Dalam sebuah forum dengar pendapat (hearing) yang digelar di Kabupaten Mimika pada Selasa (5/5/2026), fokus utama diarahkan pada optimalisasi pelayanan kapal perintis hingga tata kelola lingkungan.

Pertemuan strategis ini dihadiri langsung oleh Wakil Ketua IV DPRPT, John Gobai, jajaran Pemerintah Kabupaten Mimika yang dipimpin oleh Bupati Johannes Rettob, serta para akademisi. Diskusi berlangsung hangat, terutama saat membahas kendala pelayanan kapal perintis di Dermaga Sipu-Sipu, Distrik Jita, yang selama ini menjadi urat nadi transportasi masyarakat setempat.

“Kami hadir di sini untuk memastikan bahwa masyarakat di pelosok, seperti di Jita, tidak lagi merasa terisolasi. Kendala di Dermaga Sipu-Sipu harus segera dicarikan jalan keluarnya agar mobilitas warga dan logistik kembali lancar,” ujar John Gobai.

Selain masalah transportasi, pengelolaan tailing PT Freeport Indonesia juga menjadi sorotan tajam.

DPRPT menekankan pentingnya solusi yang seimbang antara kepentingan industri dan kelestarian lingkungan serta kesejahteraan masyarakat adat.

John mengatakan kehadiran STIH Mimika sebagai mitra akademisi diharapkan mampu memberikan tinjauan dari perspektif hukum dan sosial yang mendalam.

“Hearing ini menjadi bukti keseriusan Pemerintah Provinsi Papua Tengah dalam menjemput bola demi memastikan aspirasi masyarakat pesisir terjawab dengan tindakan nyata,” ungkapnya.

Bupati Mimika, Johannes Rettob, menyambut baik kolaborasi lintas sektor ini. Ia menilai keterlibatan akademisi akan membuat kebijakan yang diambil lebih terukur dan solutif.

“Pemerintah daerah sangat mendukung inisiatif ini. Sinergi antara legislatif, eksekutif, dan akademisi adalah kunci untuk menyelesaikan masalah kompleks, termasuk penguatan ekonomi warga melalui koperasi,” ungkapnya.

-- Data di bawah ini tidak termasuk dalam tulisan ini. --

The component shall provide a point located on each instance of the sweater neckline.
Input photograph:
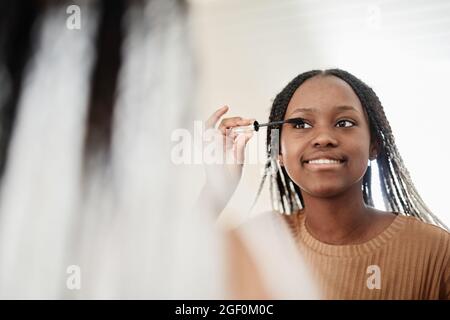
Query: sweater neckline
(350, 249)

Dalam kesempatan yang sama, kesiapan Koperasi Nelayan Merah Putih (KNMP) dan Koperasi Desa Merah Putih turut dibahas sebagai motor penggerak ekonomi pesisir. Melalui pendampingan hukum dan kelembagaan yang tepat, koperasi-koperasi ini diharapkan mampu mengelola potensi sumber daya alam Mimika secara mandiri dan berkelanjutan.